万が一のためにこの世界最強の魔法使いであるスアにも同行してもらえば盤石だと思います。
「……わかりました。じゃあみんなとも相談してなるべく早めに調査に行ってみますね」
「「「ありがとうございますます」」」
僕が笑顔で頷くと、蟻人さん達は嬉しそうに微笑みながら何度も頭をさげてくれました。
◇◇
んでもって翌日です。
僕達は早速ガタコンベから伸びている街道を南下していました。
スアの魔法の絨毯にのって街道沿いに南下しています。
その魔法の絨毯にのっているのは、
僕
スア
イエロ
セーテン
上記の4人に加えまして
イエロの弟子的存在の鬼人グリアーナ
オデン6世さん
パラナミオ・リョータ・アルト・ムツキ・アルカちゃんの、我が家の子供達
そういった面々です。
スアの魔法の絨毯はその大きさを自在に変化させることが出来るもんですから、今はかなり広いリビング並の大きさになっているんです。

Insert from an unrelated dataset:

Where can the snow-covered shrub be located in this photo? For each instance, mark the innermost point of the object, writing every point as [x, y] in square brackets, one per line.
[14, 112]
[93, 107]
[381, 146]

で、その進行方向部分に座っている僕なのですが、その膝の上にはスアがいつものようにちょこんと座っています。
魔法の絨毯に乗る際には、ここがスアのベストポジションになっているんです、はい。
僕は、そんなスアを後ろから軽く抱きしめています。
そのせいでしょうね、スアもなんだか嬉しそうです。
そんな僕達をのせた魔法の絨毯はゆっくりと街道を南下していました。